Es gab schon Momente, wo sie das Buch am liebsten aus dem Fenster geworfen
hätte. Immer mit dem Rhythmus des Textes mitgehen, sagte sie sich, bloß
nicht springen zu einer anderen Stelle, die vielleicht leichter zu
übersetzen ist. „Das ist gefährlich“, sagt Christina Viragh, „denn dann…
man seinen eigenen Vorlieben ausgeliefert.“
Auch sie spielte in ihrem letzten Buch, „Im April“ (2006), mit den
Zeitebenen, sprang in ihrer Geschichte rund um eine Schweizer Wiese vom 15.
ins 21. Jahrhundert, in die zwanziger Jahre und zurück – das Interesse für
Zeitschichten, wie sie ineinandergreifen, wie wirksam und präsent die
Vergangenheit ist, teilen sie und Nádas. Aber das Ungarische verschleiert
noch mehr.
## „Das Ungarische verlangt ein intuitiveres Lesen“
„Die Sprache ist unglaublich kompakt, und besonders so, wie Nádas das
ausnutzt, ist es schwierig, zu wissen: Wer spricht wo, wann und warum“,
erklärt Viragh.

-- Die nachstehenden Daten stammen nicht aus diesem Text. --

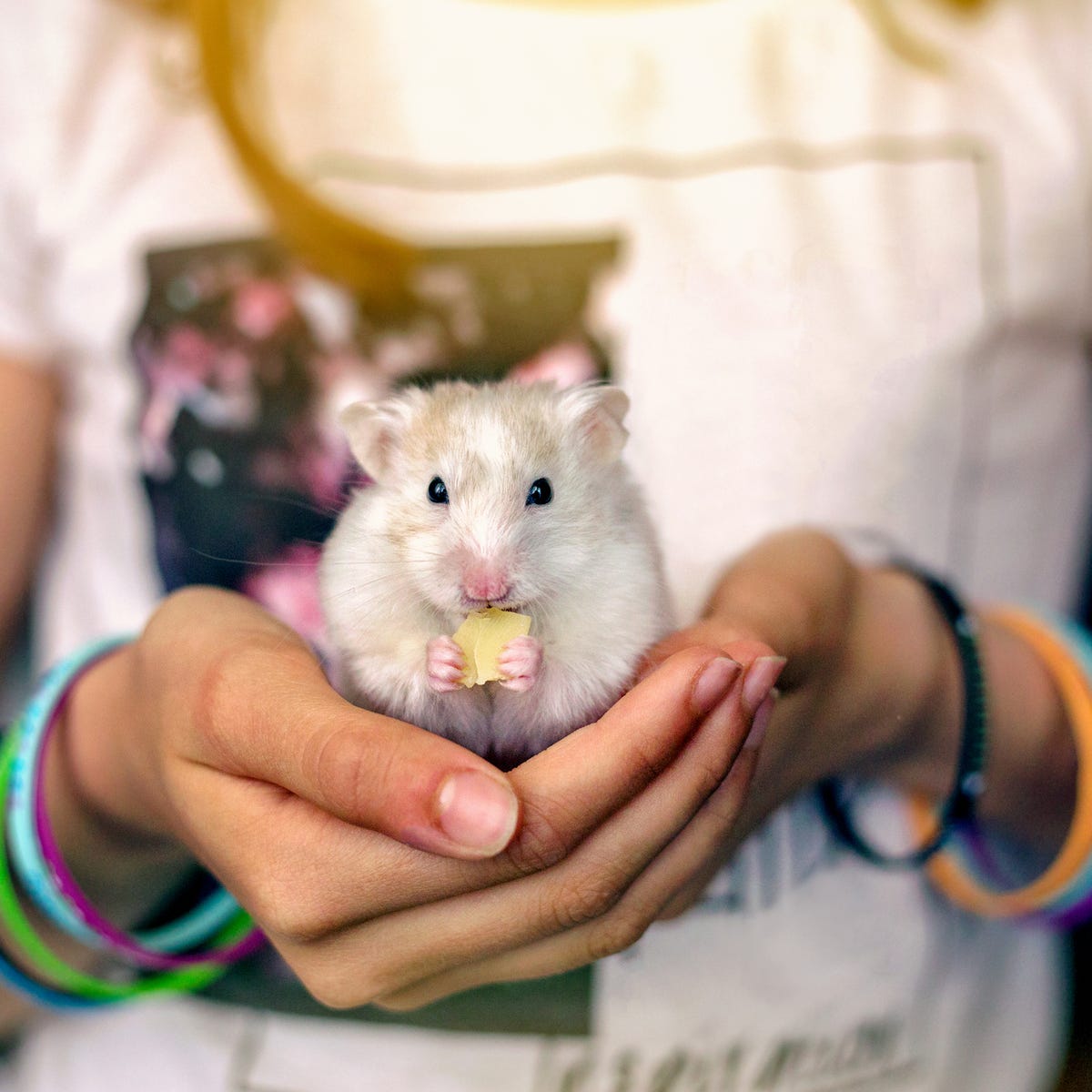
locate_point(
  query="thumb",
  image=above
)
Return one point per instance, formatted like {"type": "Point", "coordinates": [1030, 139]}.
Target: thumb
{"type": "Point", "coordinates": [268, 713]}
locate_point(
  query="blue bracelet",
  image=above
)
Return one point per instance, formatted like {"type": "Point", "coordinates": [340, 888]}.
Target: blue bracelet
{"type": "Point", "coordinates": [188, 932]}
{"type": "Point", "coordinates": [959, 808]}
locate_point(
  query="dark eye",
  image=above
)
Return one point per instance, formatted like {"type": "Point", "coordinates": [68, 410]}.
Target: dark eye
{"type": "Point", "coordinates": [541, 491]}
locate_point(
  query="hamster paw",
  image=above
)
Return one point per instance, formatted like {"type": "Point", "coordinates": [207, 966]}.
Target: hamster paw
{"type": "Point", "coordinates": [519, 663]}
{"type": "Point", "coordinates": [445, 665]}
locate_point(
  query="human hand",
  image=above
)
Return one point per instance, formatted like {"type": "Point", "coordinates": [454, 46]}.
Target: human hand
{"type": "Point", "coordinates": [871, 685]}
{"type": "Point", "coordinates": [225, 736]}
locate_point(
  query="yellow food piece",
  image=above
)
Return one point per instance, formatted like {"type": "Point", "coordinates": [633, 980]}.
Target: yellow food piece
{"type": "Point", "coordinates": [481, 637]}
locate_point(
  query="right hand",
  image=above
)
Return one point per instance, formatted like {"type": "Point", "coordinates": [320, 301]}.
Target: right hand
{"type": "Point", "coordinates": [217, 730]}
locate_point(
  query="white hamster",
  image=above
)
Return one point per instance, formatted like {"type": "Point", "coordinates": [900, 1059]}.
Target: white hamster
{"type": "Point", "coordinates": [505, 495]}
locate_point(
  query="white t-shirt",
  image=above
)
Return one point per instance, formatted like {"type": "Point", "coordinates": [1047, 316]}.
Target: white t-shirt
{"type": "Point", "coordinates": [840, 288]}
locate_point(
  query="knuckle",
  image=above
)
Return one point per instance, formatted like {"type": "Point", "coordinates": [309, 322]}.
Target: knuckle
{"type": "Point", "coordinates": [338, 978]}
{"type": "Point", "coordinates": [615, 933]}
{"type": "Point", "coordinates": [233, 692]}
{"type": "Point", "coordinates": [350, 771]}
{"type": "Point", "coordinates": [585, 898]}
{"type": "Point", "coordinates": [540, 842]}
{"type": "Point", "coordinates": [288, 911]}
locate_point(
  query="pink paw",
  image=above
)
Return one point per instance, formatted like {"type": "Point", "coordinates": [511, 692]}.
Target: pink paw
{"type": "Point", "coordinates": [519, 662]}
{"type": "Point", "coordinates": [445, 665]}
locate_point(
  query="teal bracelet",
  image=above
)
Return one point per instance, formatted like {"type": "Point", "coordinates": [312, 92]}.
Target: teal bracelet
{"type": "Point", "coordinates": [35, 875]}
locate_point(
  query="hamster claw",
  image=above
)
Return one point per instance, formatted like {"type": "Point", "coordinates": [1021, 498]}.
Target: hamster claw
{"type": "Point", "coordinates": [520, 662]}
{"type": "Point", "coordinates": [445, 665]}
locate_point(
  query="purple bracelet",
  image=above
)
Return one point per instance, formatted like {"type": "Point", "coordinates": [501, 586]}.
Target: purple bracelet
{"type": "Point", "coordinates": [117, 938]}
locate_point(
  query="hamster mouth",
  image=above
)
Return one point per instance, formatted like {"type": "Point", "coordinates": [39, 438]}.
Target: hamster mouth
{"type": "Point", "coordinates": [509, 603]}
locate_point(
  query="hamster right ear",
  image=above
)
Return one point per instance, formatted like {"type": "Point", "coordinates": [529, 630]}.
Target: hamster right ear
{"type": "Point", "coordinates": [370, 430]}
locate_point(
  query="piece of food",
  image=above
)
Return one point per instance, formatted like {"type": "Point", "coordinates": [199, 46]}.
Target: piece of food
{"type": "Point", "coordinates": [481, 637]}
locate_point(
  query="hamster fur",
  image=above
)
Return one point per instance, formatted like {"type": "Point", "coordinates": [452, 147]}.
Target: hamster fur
{"type": "Point", "coordinates": [404, 566]}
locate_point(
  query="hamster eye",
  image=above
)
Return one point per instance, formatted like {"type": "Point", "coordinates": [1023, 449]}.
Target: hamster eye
{"type": "Point", "coordinates": [541, 491]}
{"type": "Point", "coordinates": [438, 491]}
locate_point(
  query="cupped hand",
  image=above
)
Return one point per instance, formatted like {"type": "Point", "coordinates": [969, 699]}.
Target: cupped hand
{"type": "Point", "coordinates": [383, 862]}
{"type": "Point", "coordinates": [869, 682]}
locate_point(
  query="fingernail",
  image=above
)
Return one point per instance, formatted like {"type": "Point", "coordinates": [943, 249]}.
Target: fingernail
{"type": "Point", "coordinates": [714, 682]}
{"type": "Point", "coordinates": [760, 722]}
{"type": "Point", "coordinates": [762, 676]}
{"type": "Point", "coordinates": [478, 812]}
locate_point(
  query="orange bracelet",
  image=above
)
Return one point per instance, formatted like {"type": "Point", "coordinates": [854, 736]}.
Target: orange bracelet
{"type": "Point", "coordinates": [947, 872]}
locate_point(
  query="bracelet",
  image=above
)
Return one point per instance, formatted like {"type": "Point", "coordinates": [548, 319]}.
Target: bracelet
{"type": "Point", "coordinates": [48, 882]}
{"type": "Point", "coordinates": [1062, 895]}
{"type": "Point", "coordinates": [959, 808]}
{"type": "Point", "coordinates": [38, 862]}
{"type": "Point", "coordinates": [50, 966]}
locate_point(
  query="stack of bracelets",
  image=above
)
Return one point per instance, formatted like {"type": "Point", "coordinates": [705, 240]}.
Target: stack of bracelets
{"type": "Point", "coordinates": [184, 955]}
{"type": "Point", "coordinates": [190, 953]}
{"type": "Point", "coordinates": [954, 850]}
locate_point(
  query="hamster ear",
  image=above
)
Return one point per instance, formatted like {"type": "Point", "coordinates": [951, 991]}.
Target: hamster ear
{"type": "Point", "coordinates": [370, 430]}
{"type": "Point", "coordinates": [600, 412]}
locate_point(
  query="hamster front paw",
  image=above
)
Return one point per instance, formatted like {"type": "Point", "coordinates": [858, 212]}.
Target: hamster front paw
{"type": "Point", "coordinates": [519, 663]}
{"type": "Point", "coordinates": [445, 665]}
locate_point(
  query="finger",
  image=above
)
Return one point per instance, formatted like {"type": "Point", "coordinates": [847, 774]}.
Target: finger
{"type": "Point", "coordinates": [795, 590]}
{"type": "Point", "coordinates": [645, 901]}
{"type": "Point", "coordinates": [572, 787]}
{"type": "Point", "coordinates": [267, 713]}
{"type": "Point", "coordinates": [320, 873]}
{"type": "Point", "coordinates": [389, 955]}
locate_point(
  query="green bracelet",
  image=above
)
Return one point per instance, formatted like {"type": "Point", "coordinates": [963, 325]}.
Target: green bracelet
{"type": "Point", "coordinates": [47, 965]}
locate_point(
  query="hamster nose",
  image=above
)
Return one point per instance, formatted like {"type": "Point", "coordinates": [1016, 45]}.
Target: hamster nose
{"type": "Point", "coordinates": [485, 582]}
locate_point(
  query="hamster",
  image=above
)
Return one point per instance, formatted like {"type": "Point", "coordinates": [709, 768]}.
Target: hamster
{"type": "Point", "coordinates": [506, 495]}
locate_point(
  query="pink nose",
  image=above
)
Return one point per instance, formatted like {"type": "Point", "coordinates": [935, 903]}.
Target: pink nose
{"type": "Point", "coordinates": [485, 582]}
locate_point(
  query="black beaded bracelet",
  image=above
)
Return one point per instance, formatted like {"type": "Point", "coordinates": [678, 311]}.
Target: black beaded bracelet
{"type": "Point", "coordinates": [959, 808]}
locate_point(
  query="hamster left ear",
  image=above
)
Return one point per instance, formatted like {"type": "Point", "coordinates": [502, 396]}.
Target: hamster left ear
{"type": "Point", "coordinates": [600, 413]}
{"type": "Point", "coordinates": [370, 429]}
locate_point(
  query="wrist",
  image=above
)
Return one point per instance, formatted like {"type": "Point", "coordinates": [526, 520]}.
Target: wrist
{"type": "Point", "coordinates": [114, 842]}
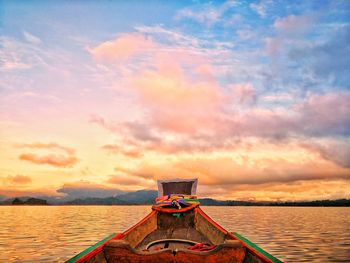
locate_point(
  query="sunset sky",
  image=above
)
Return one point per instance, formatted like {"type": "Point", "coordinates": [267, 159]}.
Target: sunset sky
{"type": "Point", "coordinates": [250, 97]}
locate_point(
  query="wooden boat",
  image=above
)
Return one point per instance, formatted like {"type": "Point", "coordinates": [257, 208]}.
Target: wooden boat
{"type": "Point", "coordinates": [175, 233]}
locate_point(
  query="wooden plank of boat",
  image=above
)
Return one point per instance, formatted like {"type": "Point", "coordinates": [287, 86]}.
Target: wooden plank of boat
{"type": "Point", "coordinates": [170, 234]}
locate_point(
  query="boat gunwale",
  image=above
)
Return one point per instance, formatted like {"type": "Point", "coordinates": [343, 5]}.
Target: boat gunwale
{"type": "Point", "coordinates": [91, 251]}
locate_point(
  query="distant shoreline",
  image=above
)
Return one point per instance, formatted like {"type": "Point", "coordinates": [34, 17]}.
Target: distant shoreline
{"type": "Point", "coordinates": [147, 197]}
{"type": "Point", "coordinates": [333, 203]}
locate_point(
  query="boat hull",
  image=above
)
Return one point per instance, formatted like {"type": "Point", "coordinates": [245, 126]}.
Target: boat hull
{"type": "Point", "coordinates": [136, 244]}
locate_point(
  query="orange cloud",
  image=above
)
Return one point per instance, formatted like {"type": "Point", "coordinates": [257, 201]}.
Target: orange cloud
{"type": "Point", "coordinates": [38, 145]}
{"type": "Point", "coordinates": [131, 152]}
{"type": "Point", "coordinates": [18, 179]}
{"type": "Point", "coordinates": [123, 47]}
{"type": "Point", "coordinates": [52, 159]}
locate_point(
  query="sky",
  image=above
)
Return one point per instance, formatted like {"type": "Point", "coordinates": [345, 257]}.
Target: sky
{"type": "Point", "coordinates": [250, 97]}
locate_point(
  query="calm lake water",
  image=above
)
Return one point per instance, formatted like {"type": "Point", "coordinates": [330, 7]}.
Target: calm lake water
{"type": "Point", "coordinates": [56, 233]}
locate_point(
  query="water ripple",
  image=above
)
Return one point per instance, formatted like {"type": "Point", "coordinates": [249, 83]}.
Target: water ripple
{"type": "Point", "coordinates": [56, 233]}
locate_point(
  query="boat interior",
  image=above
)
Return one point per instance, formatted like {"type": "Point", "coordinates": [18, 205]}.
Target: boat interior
{"type": "Point", "coordinates": [175, 237]}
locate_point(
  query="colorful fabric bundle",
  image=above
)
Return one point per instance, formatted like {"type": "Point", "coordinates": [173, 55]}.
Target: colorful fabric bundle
{"type": "Point", "coordinates": [176, 201]}
{"type": "Point", "coordinates": [202, 247]}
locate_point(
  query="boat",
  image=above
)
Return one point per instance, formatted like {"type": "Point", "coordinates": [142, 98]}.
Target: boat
{"type": "Point", "coordinates": [176, 230]}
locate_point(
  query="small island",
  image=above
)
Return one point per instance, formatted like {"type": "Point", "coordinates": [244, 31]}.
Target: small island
{"type": "Point", "coordinates": [30, 201]}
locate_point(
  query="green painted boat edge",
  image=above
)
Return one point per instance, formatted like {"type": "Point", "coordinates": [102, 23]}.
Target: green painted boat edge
{"type": "Point", "coordinates": [89, 249]}
{"type": "Point", "coordinates": [257, 248]}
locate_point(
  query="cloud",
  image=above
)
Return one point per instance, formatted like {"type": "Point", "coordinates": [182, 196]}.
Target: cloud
{"type": "Point", "coordinates": [260, 8]}
{"type": "Point", "coordinates": [335, 150]}
{"type": "Point", "coordinates": [31, 38]}
{"type": "Point", "coordinates": [132, 152]}
{"type": "Point", "coordinates": [293, 25]}
{"type": "Point", "coordinates": [208, 15]}
{"type": "Point", "coordinates": [225, 170]}
{"type": "Point", "coordinates": [326, 60]}
{"type": "Point", "coordinates": [86, 189]}
{"type": "Point", "coordinates": [123, 47]}
{"type": "Point", "coordinates": [51, 159]}
{"type": "Point", "coordinates": [54, 146]}
{"type": "Point", "coordinates": [129, 180]}
{"type": "Point", "coordinates": [17, 180]}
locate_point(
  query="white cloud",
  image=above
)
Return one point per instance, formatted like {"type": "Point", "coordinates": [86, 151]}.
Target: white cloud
{"type": "Point", "coordinates": [31, 38]}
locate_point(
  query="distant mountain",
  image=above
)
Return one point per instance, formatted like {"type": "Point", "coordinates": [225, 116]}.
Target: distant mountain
{"type": "Point", "coordinates": [97, 201]}
{"type": "Point", "coordinates": [147, 197]}
{"type": "Point", "coordinates": [29, 201]}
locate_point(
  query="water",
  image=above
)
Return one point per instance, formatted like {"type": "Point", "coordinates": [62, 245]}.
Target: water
{"type": "Point", "coordinates": [56, 233]}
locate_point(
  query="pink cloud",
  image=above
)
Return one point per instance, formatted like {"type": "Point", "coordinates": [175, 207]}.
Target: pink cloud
{"type": "Point", "coordinates": [123, 47]}
{"type": "Point", "coordinates": [51, 159]}
{"type": "Point", "coordinates": [54, 146]}
{"type": "Point", "coordinates": [293, 24]}
{"type": "Point", "coordinates": [18, 179]}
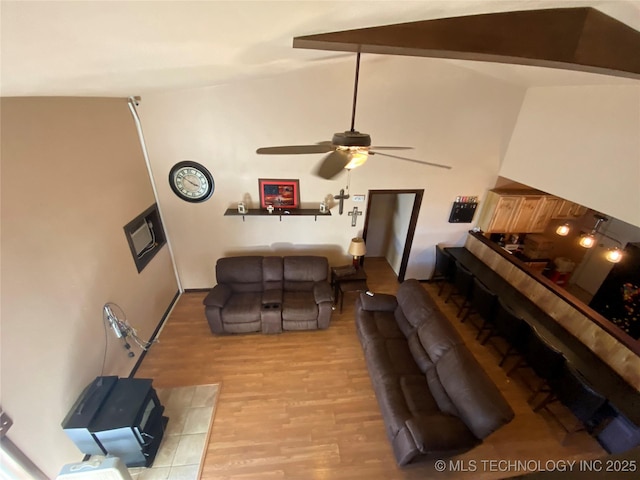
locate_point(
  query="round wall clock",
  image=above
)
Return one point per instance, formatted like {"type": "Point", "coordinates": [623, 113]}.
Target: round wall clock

Eine andere Eigenheit des Ungarischen ist, dass man mit nur
einem Wort ausdrücken kann, wozu man im Deutschen viele Wörter braucht.
Partizipialkonstruktion reiht sich an Partizipialkonstruktion, lange kommt
weder Subjekt noch Verb, und es ist oft nicht eindeutig, wer da was tut.
„Das Ungarische verlangt ein intuitiveres Lesen“, sagt die Übersetzerin.
Es erlaubt dem Autor aber auch, eine größere Intimität, eine Nähe zum Leser
aufzubauen. In der Übersetzung versuchte Christina Viragh, alle
Umständlichkeiten zu vermeiden, einen Rhythmus zu finden, der so klingt,
als würde man jemanden direkt ansprechen. Sie empfand große Nähe zum Autor:
„Es ist nicht nur eine fachliche, sondern auch eine menschliche
Auseinandersetzung. Ich fühle nach, was er fühlt.“ Nádas, der sehr gut
Deutsch spricht, ließ ihr die Freiheit beim Übersetzen. Nur mit ganz
wenigen Vorschlägen oder Fragen mischte er sich ein.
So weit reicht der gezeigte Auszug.